The utility model provides a thinking and method of powder mobility measuring device specifically realize this technical scheme's method and way a lot, above only the utility model discloses a preferred embodiment should point out, to the ordinary technical personnel in this technical field, is not deviating from the utility model discloses under the prerequisite of principle, can also make a plurality of improvements and moist decorations, these improvements should also be regarded as with moist decorations the utility model discloses a protection scope. All the components not specified in the present embodiment can be realized by the prior art.
Claims (7)
1. The utility model provides a powder mobility measuring device, its characterized in that includes support (1) and motor (2) of setting on support (1), and torque sensor (3) and action wheel (7) are connected gradually to motor (2) output shaft, and action wheel (7) level one side is equipped with from driving wheel (10), and action wheel and follow driving wheel are equipped with rotary drum (5) that are used for holding the powder, are equipped with camera (9) on support (1) of rotary drum (5) opposite side.

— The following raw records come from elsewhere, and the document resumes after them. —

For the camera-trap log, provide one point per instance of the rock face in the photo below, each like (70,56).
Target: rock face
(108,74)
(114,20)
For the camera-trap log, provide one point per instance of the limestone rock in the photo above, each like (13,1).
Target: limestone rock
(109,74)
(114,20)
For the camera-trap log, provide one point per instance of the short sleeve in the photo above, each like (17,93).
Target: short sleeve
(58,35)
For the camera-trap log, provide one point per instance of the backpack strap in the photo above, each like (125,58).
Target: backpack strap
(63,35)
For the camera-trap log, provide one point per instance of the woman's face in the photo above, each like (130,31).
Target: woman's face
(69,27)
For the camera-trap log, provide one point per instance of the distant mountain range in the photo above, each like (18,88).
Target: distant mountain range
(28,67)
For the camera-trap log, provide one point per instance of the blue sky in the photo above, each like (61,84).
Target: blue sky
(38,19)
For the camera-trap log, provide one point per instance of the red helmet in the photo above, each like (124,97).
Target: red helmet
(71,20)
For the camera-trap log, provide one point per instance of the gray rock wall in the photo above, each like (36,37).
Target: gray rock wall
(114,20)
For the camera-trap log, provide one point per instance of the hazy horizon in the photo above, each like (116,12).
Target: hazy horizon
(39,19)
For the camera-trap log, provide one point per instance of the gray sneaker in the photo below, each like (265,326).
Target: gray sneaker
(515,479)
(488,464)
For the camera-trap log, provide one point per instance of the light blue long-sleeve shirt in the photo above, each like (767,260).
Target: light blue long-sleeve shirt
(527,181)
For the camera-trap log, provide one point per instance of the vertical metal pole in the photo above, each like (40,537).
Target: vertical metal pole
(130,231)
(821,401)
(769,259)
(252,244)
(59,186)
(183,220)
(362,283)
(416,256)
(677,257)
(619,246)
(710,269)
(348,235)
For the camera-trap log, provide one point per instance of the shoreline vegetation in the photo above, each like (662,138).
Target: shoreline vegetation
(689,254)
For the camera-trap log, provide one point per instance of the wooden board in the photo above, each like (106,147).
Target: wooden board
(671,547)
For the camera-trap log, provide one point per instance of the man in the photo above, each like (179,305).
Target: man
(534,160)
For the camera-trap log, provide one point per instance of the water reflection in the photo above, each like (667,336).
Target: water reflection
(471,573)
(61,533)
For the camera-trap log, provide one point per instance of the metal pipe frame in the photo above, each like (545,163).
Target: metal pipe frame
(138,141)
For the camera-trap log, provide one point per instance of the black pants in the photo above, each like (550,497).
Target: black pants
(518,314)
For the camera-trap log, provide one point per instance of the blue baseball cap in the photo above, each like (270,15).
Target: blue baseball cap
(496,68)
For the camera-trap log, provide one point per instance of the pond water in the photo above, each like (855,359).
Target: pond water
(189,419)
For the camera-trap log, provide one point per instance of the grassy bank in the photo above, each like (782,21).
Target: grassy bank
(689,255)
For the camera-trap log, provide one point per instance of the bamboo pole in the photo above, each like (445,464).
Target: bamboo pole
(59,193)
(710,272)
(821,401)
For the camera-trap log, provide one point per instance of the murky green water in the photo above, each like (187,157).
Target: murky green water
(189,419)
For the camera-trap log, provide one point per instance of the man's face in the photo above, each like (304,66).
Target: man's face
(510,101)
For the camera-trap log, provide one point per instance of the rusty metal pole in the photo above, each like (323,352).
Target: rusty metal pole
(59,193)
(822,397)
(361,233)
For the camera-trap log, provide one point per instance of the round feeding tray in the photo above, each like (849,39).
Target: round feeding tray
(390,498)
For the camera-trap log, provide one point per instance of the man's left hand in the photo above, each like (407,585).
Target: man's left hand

2. A powder flowability measuring device as claimed in claim 1, wherein the drum is covered with a rubber casing (12) on the outside.
3. A powder flowability measuring device according to claim 1, characterised in that the drum is provided with more than one air hole (4).
4. The powder flowability measuring device according to claim 1, characterised in that a light source (8) is provided on the support (1) above the camera.
5. A powder flowability measuring device according to claim 1, wherein said drum (5) is of a two-lobe construction.
6. The powder flowability measuring device of claim 1, wherein the drum is made of transparent organic glass on one side close to the camera, black oxidation treatment is performed on the inner wall of the other side, the inner wall of the organic glass is coated with an ITO coating, and a circle of grooves (11) are formed on the inner side of the side wall of the drum.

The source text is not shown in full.